Usulsüz olarak gerçekleştirilen arama/el koyma işlemi sonucunda elde edilen suçun konusu ve maddi unsuru olan eşya ele geçmeden yapılacak savunma ile suçun konusu eşyanın ele geçirilmesinden sonra yapılacak savunma aynı olacak mıydı? Cumhuriyet savcısı veya Hâkim, hukuka aykırı olarak elde edildiğini belirterek, suça konu eşya ele geçmemiş gibi sanıktan savunma yapmasını isteselerdi sanık aynı şekilde suçunu ikrar edecek miydi? Suçun maddi unsuru ortada yokken ikrarda bulunulsa bile bu ikrar soyut kalacağından, mahkumiyete yeterli delil olarak kabul edilemez.
4- Anayasa"nın 141. maddesine göre "mahkemelerin her türlü kararları gerekçeli olarak yazılır." CMK"nun 34/1 ve 230. maddelerinin amir hükümlerine göre; "Hâkim ve mahkemelerin her türlü kararı, karşı oy dahil, gerekçeli olarak yazılır. Gerekçenin yazımında 230 uncu Madde göz önünde bulundurulur." “Mahkûmiyet hükmünün gerekçesinde, iddia ve savunmada ileri sürülen görüşler, delillerin tartışılması ve değerlendirilmesi, hükme esas alınan ve reddedilen delillerin belirtilmesi; bu kapsamda dosya içerisinde bulunan ve hukuka aykırı yöntemlerle elde edilen delillerin ayrıca ve açıkça gösterilmesi gerekir.”
Anayasının 141, CMK"nun 34/1 ve 230. maddelerinin amir hükümlerine rağmen mahkûmiyet hükmünün gerekçesinde, ... delillerin tartışılması ve değerlendirilmesi, hükme esas alınan ve reddedilen delillerin belirtilmesi; bu kapsamda dosya içerisinde bulunan ve hukuka aykırı yöntemlerle elde edilen delillerin ayrıca ve açıkça gösterilmesi gerekir” iken, gerekçeli kararda bu hususlar hiç tartışılmamış, “Delillerin Tartışılması ve Değerlendirilmesi” bölümünde bir cümle ile “Hukuka aykırı toplanmış delil bulunmadığı” belirtilmiştir.
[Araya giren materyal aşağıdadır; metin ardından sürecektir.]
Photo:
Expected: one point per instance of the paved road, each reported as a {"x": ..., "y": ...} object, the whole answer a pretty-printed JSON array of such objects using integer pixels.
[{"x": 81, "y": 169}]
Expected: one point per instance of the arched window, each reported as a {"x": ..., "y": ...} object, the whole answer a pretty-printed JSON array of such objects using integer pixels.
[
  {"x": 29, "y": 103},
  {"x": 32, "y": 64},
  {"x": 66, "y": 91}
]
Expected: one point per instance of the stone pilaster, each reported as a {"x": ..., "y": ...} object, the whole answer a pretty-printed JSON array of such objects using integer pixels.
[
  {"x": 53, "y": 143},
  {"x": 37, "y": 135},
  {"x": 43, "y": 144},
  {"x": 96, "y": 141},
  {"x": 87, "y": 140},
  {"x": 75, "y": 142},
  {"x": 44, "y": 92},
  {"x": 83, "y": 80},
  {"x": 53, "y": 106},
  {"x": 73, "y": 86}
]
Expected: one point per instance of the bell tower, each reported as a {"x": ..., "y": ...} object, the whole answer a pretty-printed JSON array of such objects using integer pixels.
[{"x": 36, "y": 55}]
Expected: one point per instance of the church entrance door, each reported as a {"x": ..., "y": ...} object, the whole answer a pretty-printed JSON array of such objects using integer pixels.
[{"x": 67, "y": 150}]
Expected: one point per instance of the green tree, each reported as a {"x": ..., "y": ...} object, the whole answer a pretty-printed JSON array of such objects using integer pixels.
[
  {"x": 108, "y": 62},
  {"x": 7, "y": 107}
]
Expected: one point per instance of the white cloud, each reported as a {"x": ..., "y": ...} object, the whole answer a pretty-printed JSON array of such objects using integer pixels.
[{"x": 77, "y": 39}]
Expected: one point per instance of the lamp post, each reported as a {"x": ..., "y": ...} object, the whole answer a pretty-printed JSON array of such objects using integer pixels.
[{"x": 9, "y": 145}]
Kararın bu yönüyle gerekçesiz olması/yeterli gerekçeyi içermemesi başlı başına hukuka kesin aykırılık nedeni (CMUK m. 308/7, CMK m. 289/1-g) ve adil yargılanma hakkını ihlal edici nitelikte olduğundan, hükmün bozulmasını gerektirir.
Açıklanan gerekçelerle, hukuka uygun biçimde elde edilmiş, sanıkların mahkumiyetine yeterli başkaca delil bulunmaması ve bu hususların yerel mahkemece tartışılıp değerlendirilmemesi nedeniyle, kararın öncelikle bu gerekçeyle bozulması gerektiğini, uygulamaya yönelik hususlara ise ancak kabule göre işaret edilebileceğini düşündüğümden, sayın çoğunluğun sanıkların mahkumiyetine ilişkin kararların düzeltilerek onanmasına ve sadece uygulama hatalarından bozulmasına dair kararlarına katılamıyorum.